Well, maybe the desire and need has always been there for some people, but the courage to act on it with a public celebration without the fear of stigma and being left outcast has only just arrived now. The number of single-person households is increasing every year, many of the singles are not looking for a relationship at all. The times are changing. I'd imagine that every human being who has made the decision to remain single/never enter into a relationship throughout history has already done their equivalent of a solo wedding in their mind.

I've always kind of thought that what I have inside is the living essence. What I have to give doesn't just happen when I decide to give or when somebody to give it to appears. So, being likened to an empty shell just because I've decided to live my life differently doesn't really sit well with me. 

These spiritual leaders are still giving themselves to God, they're dedicating their life to something they believe exists outside of themselves as well. In a traditional marriage, you'd give to and receive from a partner. If you dedicate your life to yourself, you'll be giving to and receiving from yourself. It's unconventional, but it's as special as any marriage. There can be transcendence in that as well, within yourself, and you're also rising above these outside universal perceptions about couples, marriage, nuclear families, etc. But, as with any marriage, there has to be balance. I get what you're saying about mental breakdown - it's about expectations not meeting reality. That can certainly happen with a traditional marriage as well - marital breakdown can happen when one of the partners isn't pulling their weight. And it's the same with yourself. if you can't find the balance between giving and receiving what you want and need from yourself, it's going to be very difficult to bear.


----------



## Flabarac Brupip (May 9, 2020)

Idk. Maybe I'm just thinking like a "boring", "normal" sensor, but this idea just seems _weird_ and very empty of meaning and substance. I guess I just don't get it. It might have a lot to do with the fact that I'm such a sx-dom. Sorry to be negative, but you're probably gonna have to get used to people's reactions to this anyways.


----------



## Sidhe Draoi (Nov 25, 2016)




----------



## Who'sWho (Dec 22, 2020)

eeo said:


> Well, maybe the desire and need has always been there for some people, but the courage to act on it with a public celebration without the fear of stigma and being left outcast has only just arrived now. The number of single-person households is increasing every year, many of the singles are not looking for a relationship at all. The times are changing. I'd imagine that every human being who has made the decision to remain single/never enter into a relationship throughout history has already done their equivalent of a solo wedding in their mind.
> 
> I've always kind of thought that what I have inside is the living essence. What I have to give doesn't just happen when I decide to give or when somebody to give it to appears.

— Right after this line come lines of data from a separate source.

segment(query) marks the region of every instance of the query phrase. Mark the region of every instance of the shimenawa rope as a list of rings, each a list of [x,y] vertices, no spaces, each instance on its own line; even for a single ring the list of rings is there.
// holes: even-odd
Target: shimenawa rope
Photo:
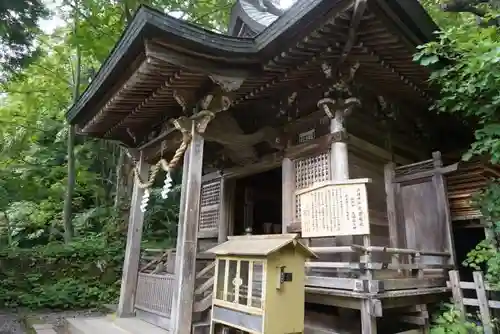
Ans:
[[[211,112],[209,110],[202,110],[199,113],[197,113],[196,115],[191,116],[189,118],[189,120],[195,122],[197,120],[207,119],[208,122],[210,122],[214,117],[215,117],[215,114],[213,112]],[[182,142],[181,142],[180,146],[177,148],[177,150],[175,151],[175,154],[172,157],[172,159],[170,160],[170,162],[168,162],[167,160],[165,160],[163,158],[160,158],[160,160],[158,160],[158,162],[152,166],[147,182],[144,182],[141,180],[140,173],[139,173],[139,170],[137,167],[137,163],[135,163],[136,166],[134,166],[134,169],[133,169],[134,178],[135,178],[135,182],[137,182],[137,185],[139,186],[139,188],[142,188],[142,189],[151,188],[155,182],[156,176],[158,175],[158,172],[160,171],[160,169],[163,169],[165,172],[169,173],[170,171],[172,171],[172,169],[177,167],[179,161],[182,159],[184,153],[186,152],[187,148],[189,147],[189,144],[191,143],[191,133],[190,133],[190,129],[188,130],[188,129],[185,129],[181,126],[181,124],[179,122],[181,119],[182,119],[182,117],[179,119],[174,119],[174,120],[170,121],[175,126],[175,128],[182,133]]]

So, being likened to an empty shell just because I've decided to live my life differently doesn't really sit well with me.
> 
> These spiritual leaders are still giving themselves to God, they're dedicating their life to something they believe exists outside of themselves as well. In a traditional marriage, you'd give to and receive from a partner. If you dedicate your life to yourself, you'll be giving to and receiving from yourself. It's unconventional, but it's as special as any marriage. There can be transcendence in that as well, within yourself, and you're also rising above these outside universal perceptions about couples, marriage, nuclear families, etc. But, as with any marriage, there has to be balance. I get what you're saying about mental breakdown - it's about expectations not meeting reality. That can certainly happen with a traditional marriage as well - marital breakdown can happen when one of the partners isn't pulling their weight. And it's the same with yourself. if you can't find the balance between giving and receiving what you want and need from yourself, it's going to be very difficult to bear.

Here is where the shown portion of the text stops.